General characteristics
- Class & type: LCI(L)-351-class large landing craft
- Displacement: 236 t.(light), 264 t.(landing), 419 t.(loaded)
- Length: 158 ft 5.5 in (48.298 m)
- Beam: 23 ft 3 in (7.09 m)
- Draft: Light, 3 ft 1.5 in (0.953 m) mean; Landing, 2 ft 8 in (0.81 m) fwd, 4 ft 10 in (1.47 m) aft; Loaded, 5 ft 4 in (1.63 m) fwd, 5 ft 11 in (1.80 m) aft;
- Propulsion: 2 sets of 4 General Motors diesels, 4 per shaft, BHP 1,600, twin variable pitch propellers
- Speed: 16 knots (30 km/h) (max.); 14 knots (26 km/h) maximum continuous;
- Endurance: 4,000 miles at 12 knots, loaded, 500 miles at 15 knots; and 110 tons of fuel
- Capacity: 75 tons cargo
- Troops: 6 Officers, 182 Enlisted
- Complement: 4 officers, 24 enlisted
- Armament: 5 × 20 mm AA guns; 2 × .50" machine guns;
- Armor: 2" plastic splinter protection on gun turrets, conning tower, and pilot house

= USS LCI(L)-1092 =

USS LCI(L)-1092 was an built for the United States Navy in World War II. Like most ships of her class, she was not named and known only by her designation.

==Operational history==
LCI(L)-1092 was laid down at Defoe Shipbuilding Co. in Bay City, Michigan and commissioned 23 September 1944, two days after the commissioning of the 1091.

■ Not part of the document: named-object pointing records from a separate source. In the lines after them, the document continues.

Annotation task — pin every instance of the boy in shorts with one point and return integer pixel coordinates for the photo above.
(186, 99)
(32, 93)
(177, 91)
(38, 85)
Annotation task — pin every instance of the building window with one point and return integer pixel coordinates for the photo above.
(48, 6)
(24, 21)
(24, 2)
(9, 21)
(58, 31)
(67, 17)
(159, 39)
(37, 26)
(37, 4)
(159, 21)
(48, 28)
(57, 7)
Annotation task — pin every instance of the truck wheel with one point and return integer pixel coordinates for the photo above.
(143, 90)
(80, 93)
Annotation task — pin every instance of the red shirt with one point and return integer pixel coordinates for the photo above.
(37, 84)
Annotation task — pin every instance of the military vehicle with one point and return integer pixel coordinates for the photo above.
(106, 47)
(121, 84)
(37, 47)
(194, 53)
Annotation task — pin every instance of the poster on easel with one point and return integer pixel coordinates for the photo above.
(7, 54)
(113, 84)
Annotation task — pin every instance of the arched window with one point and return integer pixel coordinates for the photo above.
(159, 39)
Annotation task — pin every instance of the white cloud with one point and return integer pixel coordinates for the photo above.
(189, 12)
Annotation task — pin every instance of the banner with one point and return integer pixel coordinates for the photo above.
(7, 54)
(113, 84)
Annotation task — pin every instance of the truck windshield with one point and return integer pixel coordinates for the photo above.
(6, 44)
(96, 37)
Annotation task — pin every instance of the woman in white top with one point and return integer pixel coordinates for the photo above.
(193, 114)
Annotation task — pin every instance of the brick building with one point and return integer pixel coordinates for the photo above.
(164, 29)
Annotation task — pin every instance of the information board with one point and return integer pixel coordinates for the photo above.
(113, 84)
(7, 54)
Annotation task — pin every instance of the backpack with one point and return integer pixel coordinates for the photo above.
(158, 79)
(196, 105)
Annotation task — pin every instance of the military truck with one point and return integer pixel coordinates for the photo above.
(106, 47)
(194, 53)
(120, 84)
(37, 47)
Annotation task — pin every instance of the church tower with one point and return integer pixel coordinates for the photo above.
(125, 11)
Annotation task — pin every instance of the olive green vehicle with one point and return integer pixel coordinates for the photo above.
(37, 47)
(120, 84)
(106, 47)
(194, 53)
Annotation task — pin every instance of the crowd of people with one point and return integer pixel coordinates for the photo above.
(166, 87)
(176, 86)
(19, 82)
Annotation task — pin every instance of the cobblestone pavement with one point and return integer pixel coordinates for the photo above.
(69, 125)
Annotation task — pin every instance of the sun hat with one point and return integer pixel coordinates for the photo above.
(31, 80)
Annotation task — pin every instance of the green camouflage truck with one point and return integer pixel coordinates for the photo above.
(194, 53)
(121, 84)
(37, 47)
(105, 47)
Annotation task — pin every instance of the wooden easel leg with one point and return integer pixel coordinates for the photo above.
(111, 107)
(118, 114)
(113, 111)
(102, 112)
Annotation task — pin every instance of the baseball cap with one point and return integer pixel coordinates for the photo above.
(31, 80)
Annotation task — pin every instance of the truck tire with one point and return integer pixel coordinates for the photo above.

She was assigned to the Pacific Theatre and participated in the assault and occupation of Okinawa Gunto from 28 April to 30 June 1945. After a short hiatus, it was on occupation duty from 2 September to 16 December 1945. The LCI(L)-1092 received two battle stars for World War II action.

==Bibliography==
- Silverstone, Paul H. (2008). "The Navy of World War II, 1922-1947"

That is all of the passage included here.